Six Sure-Fire Steps to Hiring the Best Advisor
Step 1: Don’t go it alone! The rules of the retirement planning game are changing rapidly today. You need trusted professionals who focus on solving these types of financial and legal problems. These trusted professionals won’t be found in the form of your favorite bank teller, nor at the local coffee shop, beauty salon or golf course. The most complete review available will be with specialized teams of professionals who have both a registered investment advisor, licensed insurance producer and works with a qualified elder law attorney who specializes in asset protection.
Step 2: If it sounds too good to be true, it probably is. It’s a common and scary trend today to hear retirees who have made poor decisions based on “buying into great opportunities.” For instance, if a financial salesperson tells you about a 9% CD when you know darn well the bank down the road is paying 1.25% on CDs, guess what? That’s a giant, waving red flag. When you hear something that sounds good and you want to believe it, ask more questions like: “So, what are the strings attached?” If they say “no strings,” then most likely, you need to turn and run. There are a lot of great financial products with attractive features, but even the great opportunities out there come with “rules” (aka “strings attached”). You need to know what they are and if they are acceptable to you and in line with your planning goals. Always use and trust your own good judgment and common sense.
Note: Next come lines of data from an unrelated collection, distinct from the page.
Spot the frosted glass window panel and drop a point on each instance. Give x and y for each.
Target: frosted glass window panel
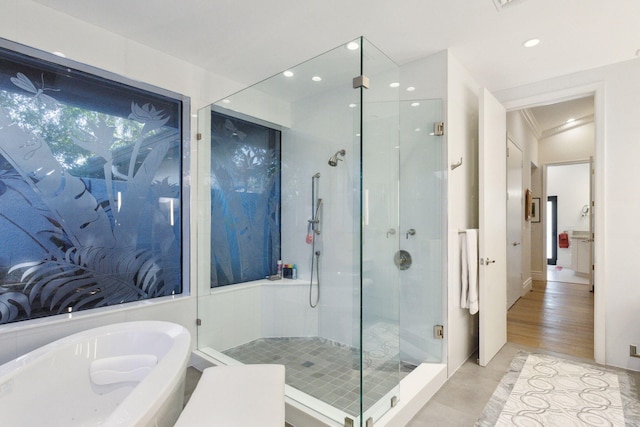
(90, 190)
(245, 200)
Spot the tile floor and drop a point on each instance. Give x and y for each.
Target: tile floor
(565, 275)
(461, 401)
(326, 370)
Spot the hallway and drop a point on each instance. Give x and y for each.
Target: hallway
(554, 318)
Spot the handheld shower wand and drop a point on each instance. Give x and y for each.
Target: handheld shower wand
(333, 160)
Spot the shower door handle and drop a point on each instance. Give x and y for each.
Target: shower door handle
(402, 260)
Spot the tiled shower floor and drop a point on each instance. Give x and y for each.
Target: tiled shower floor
(326, 370)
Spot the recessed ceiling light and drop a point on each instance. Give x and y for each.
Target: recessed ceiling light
(353, 46)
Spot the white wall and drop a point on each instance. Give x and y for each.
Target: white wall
(31, 24)
(523, 137)
(617, 130)
(570, 183)
(442, 76)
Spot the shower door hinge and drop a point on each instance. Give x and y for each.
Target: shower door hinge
(361, 81)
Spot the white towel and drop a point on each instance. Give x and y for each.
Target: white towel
(472, 265)
(464, 271)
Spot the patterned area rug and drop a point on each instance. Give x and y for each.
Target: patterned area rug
(545, 391)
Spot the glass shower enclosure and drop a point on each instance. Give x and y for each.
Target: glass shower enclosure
(305, 257)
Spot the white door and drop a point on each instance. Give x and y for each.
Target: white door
(492, 246)
(592, 202)
(515, 215)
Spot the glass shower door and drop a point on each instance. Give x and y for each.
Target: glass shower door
(380, 279)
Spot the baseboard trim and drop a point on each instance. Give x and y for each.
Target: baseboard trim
(538, 275)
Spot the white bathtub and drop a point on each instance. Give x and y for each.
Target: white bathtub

Step 3: Watch out for legal advice from non-lawyers. We know the value of integrating trust documentation and specific financial products. However, be very cautious when the purchase of a financial product also entitles you to free legal documents to support the plan. This is where you can be penny-wise and fortune-foolish. Our business model at Guardian Wells Financial is designed for collaboration among like-minded professionals focused on meeting the goals and objectives of the client. No one professional can wear all of these hats and be good at all of these jobs. A key is to realize legal documents cost money, and a packaged offer with legal documentation included (based on the purchase of a product) should be a giant red flag.
Step 4: Beware of online “resources.” Information online should be viewed with a very skeptical eye. Today it is not uncommon for retirees to jump online to do “research.” The critical question is, are you getting information from a credible source? This can be very difficult to decipher online. Information overload is another problem. If you enter the keyword “revocable trust” on Google, you’ll come up with about 962,000 articles, websites and “resources” to look at. Yes, you need to do research, but on the right thing – finding the right help. Focus your due diligence on finding the right planning team to assist you (as we discussed in step one).
Step 5: Assess how accomplished the potential advice-givers are. There’s nothing worse than getting sold a bad idea. Slick talk can be very persuasive,but it may prove financially disastrous. When seeking professional advice, we recommend that you assess just how accomplished your potential advice-giver really is. How that person answers the following questions should give you a good idea of their qualifications and passion for their work.
Are they well-known and well-regarded in their community and their industries? Whether it’s from media coverage or plain old word of mouth, people generally build a good name for themselves when they really know their stuff. Media outlets, for example, are looking for real experts because they want their viewers, readers or listeners to get credible and accurate information. Like you, they’re looking for someone who doesn’t just talk a good game, but who really knows what they’re doing – who believes in it strongly enough to go on record with their knowledge and insights.
Are they an author on this subject? Though many trustworthy financial professionals are not published authors, professionals who take time to write clearly have a passion for what they do. They’ve taken time to spell out their planning methods and beliefs. It’s not easy writing a book, so they are dedicated and serious about their profession and proud of what they do. Plus, you’ll be able to obtain their book, read it and then check that the advice that they are giving you is in line with the message they published in their book.
Do they invest in their professional knowledge? This question is a great way to gauge the prospective advisor’s commitment to staying current on new laws, tax code changes and cutting-edge ideas to help preserve and grow your wealth. Same goes for lawyers. If you have a large IRA, you might be swayed knowing an advisor has trained with a recognized expert CPA in the area of IRA planning.
Step 6: Be smart and trust your feelings. Much is revealed when you meet face to face. See how you feel. We believe that every person who walks through our office doors should be treated as if they are members of our own family, and other practices do business in the same way. Sure, credentials are important, but so is your gut feeling. Find a team that fully understands and “owns” your concerns, challenges and priorities. That’s the level of confidence, security and trust you need and deserve about this immensely important aspect of your life.